The road
Film come questi hanno bisogno di una predisposizione mentale, fisica e, ultima ma non meno importante, psicologica per essere guardati.
Anzi, lo riscrivo meglio.
Un film come questo ha bisogno di una predisposizione per essere guardato, se non altro perchè, di film sulle disgrazie e catastrofi tu te ne sei sciroppati fin dalla tenera età. E come questo film non ne hai visti molti. anzi, il punto è che non ce ne sono.
Tu eri restato a quel "The day after" , quel figliol prodigo del panico da guerra fredda ed a cavallo fra il film ed il documentario, lì, negli iuessei degli anni 80 o giù di lì.

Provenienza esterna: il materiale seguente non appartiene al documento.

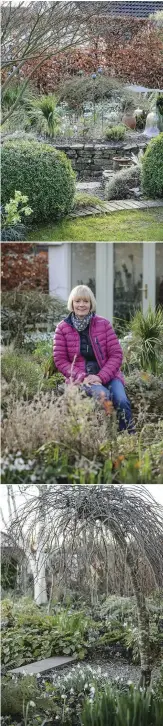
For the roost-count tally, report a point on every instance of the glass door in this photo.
(159, 273)
(127, 280)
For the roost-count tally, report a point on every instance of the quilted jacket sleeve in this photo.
(115, 356)
(61, 360)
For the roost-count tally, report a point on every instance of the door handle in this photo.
(145, 290)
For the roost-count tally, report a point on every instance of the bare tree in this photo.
(31, 547)
(132, 518)
(32, 32)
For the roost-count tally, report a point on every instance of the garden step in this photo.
(39, 666)
(118, 206)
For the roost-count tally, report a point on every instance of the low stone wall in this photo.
(91, 159)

Bene. Questo "the road" è un buco così profondo, ma così profondo da non vederne la fine. E quel fondo non si ascolta nemmeno se ci tiri dentro qualcosa di bello grosso, tipo chessò, tipo un 50 pollici. Altro che sassetti.

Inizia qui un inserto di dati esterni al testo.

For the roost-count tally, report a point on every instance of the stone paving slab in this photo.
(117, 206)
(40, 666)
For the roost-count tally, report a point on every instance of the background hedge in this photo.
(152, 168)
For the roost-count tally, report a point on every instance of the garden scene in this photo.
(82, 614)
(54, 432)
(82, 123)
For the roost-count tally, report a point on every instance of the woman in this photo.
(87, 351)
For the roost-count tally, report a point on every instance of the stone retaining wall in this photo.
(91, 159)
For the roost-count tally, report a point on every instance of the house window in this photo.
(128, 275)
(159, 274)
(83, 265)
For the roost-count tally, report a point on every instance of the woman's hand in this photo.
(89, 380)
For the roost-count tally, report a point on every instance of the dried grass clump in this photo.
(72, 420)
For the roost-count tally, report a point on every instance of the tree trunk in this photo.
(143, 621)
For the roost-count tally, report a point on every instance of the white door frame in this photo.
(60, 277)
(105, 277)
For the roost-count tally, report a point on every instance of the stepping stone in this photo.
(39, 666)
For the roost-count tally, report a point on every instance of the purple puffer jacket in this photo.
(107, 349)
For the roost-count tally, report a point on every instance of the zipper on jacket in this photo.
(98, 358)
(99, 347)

Ed è lì, alla fine di tutto, che stanno i protagonisti. State lontani dal bordo. State ben lontani da questo film. Io, manco a dirlo, ci sono cascato con le scarpe, essendo questo film su Netflix.
Ma lo si trova in giro eh. Non è mica farina del loro sacco.
Qui non c'è il popolo emmerigano che vive la sua vita di tutti i giorni e si vede esplodere la bomba davanti. La paura si affronta fin da subito o quasi. Ed il prima è vissuto per poco, tramite frammentarie ellissi temporali, quasi a costituire dei frammenti di un passato che non c'è più. Sono giorni andati quelli in cui la vita procedeva tranquillamente.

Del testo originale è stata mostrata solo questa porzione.